Ukraina od miesięcy czeka na obiecaną przez Stany Zjednoczone pomoc, która z powodu politycznych przepychanek utknęła w Kongresie. Przełomowe będzie sobotnie głosowanie nad ustawą, która przekaże Ukrainie ponad 60 mld dolarów na obronę przed rosyjskim reżimem. W tym czasie Ukraińcy starają się uderzać "na tyłach" frontu chcąc zatrzymać rosyjskie natarcie.
Ukraina uderza w Rosję. USA każą przestać
Biały Dom od tygodni naciska na Ukraińców, aby zaprzestali ataków na rosyjskie rafinerie w głębi kraju. Obawy Ameryki dotyczą nie tylko wzrostu cen ropy na międzynarodowych rynkach, ale także perspektywy niekontrolowanego odwetu Rosji, podczas którego Ukraina może poważnie ucierpieć - pisze "The Economist".
Dalsza część artykułu pod materiałem wideo
Ważne głosowanie w USA. "Zmieniono taktykę"
"The Economist" zauważa, że obawy dotyczące rosyjskich ataków odwetowych wzrosły pod koniec marca, gdy Rosja rozpoczęła ataki na ukraińską infrastrukturę energetyczną. Spowodowała w ten sposób wielomiliardowe straty dla ukraińskiej gospodarki.
Doleci na Syberię, Ural i daleką północ Rosji
Największy jak dotąd atak sił ukraińskich miał miejsce w Tatarstanie, oddalonym o 1,3 tys. km od linii frontu. Atak przeprowadził ukraiński dron UJ-22. Wcześniej uważano, że jego maksymalny zasięg lotu nie przekracza 800 km. Kolejny atak przeprowadzono przy użyciu drona bazującego na ukraińskim ultralekkim samolocie Aeroprakt A-22 Flying Fox.

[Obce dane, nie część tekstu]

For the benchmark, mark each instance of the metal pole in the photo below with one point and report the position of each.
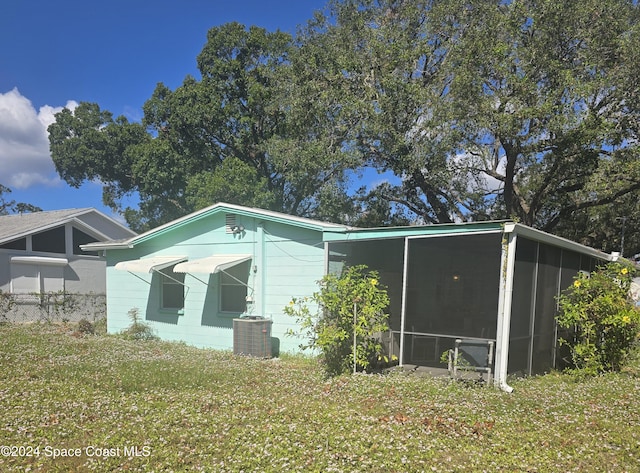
(624, 221)
(355, 306)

Ukraina tłumaczy, że uderzenia w rafinerię i zakłady wojskowe na terenie Rosji, to jedyny sposób na spowolnienie wojsk Putina, które nacierają m.in. na Czasiw Jar.

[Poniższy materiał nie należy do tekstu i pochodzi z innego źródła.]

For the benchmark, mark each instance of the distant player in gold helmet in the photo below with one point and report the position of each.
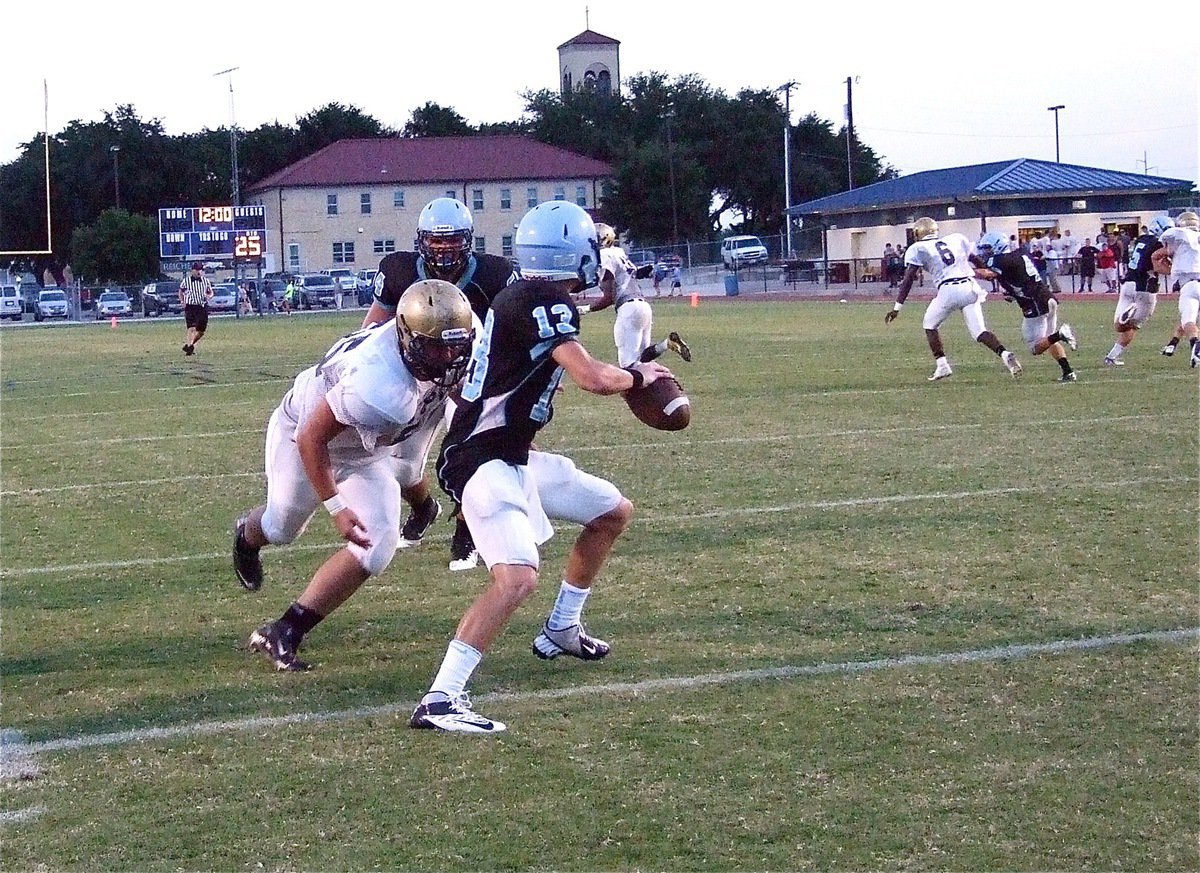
(952, 263)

Jak zauważa "The Economist", Ukraina zainwestowała setki milionów dolarów w drony dalekiego zasięgu, zdolne do wyszukiwania i uderzania w odległe cele. Obecnie takie drony produkuje "pół tuzina firm". Pojawienie się "Sokoła-3000" daje Kijowowi możliwość uderzenia w Ural, daleką północ, a także Syberię.
Jak pisze "The Moscow Times" ukraińskie drony będą mogły dotrzeć m.in. do obwodu murmańskiego, gdzie znajduje się około 80 baz wojskowych, w tym lotnisko Ołenia, z którego bombowce strategiczne bombardują Ukrainę.
Źródła "The Economist" podają, że ukraiński program produkcji dronów może zostać w najbliższej przyszłości rozszerzony.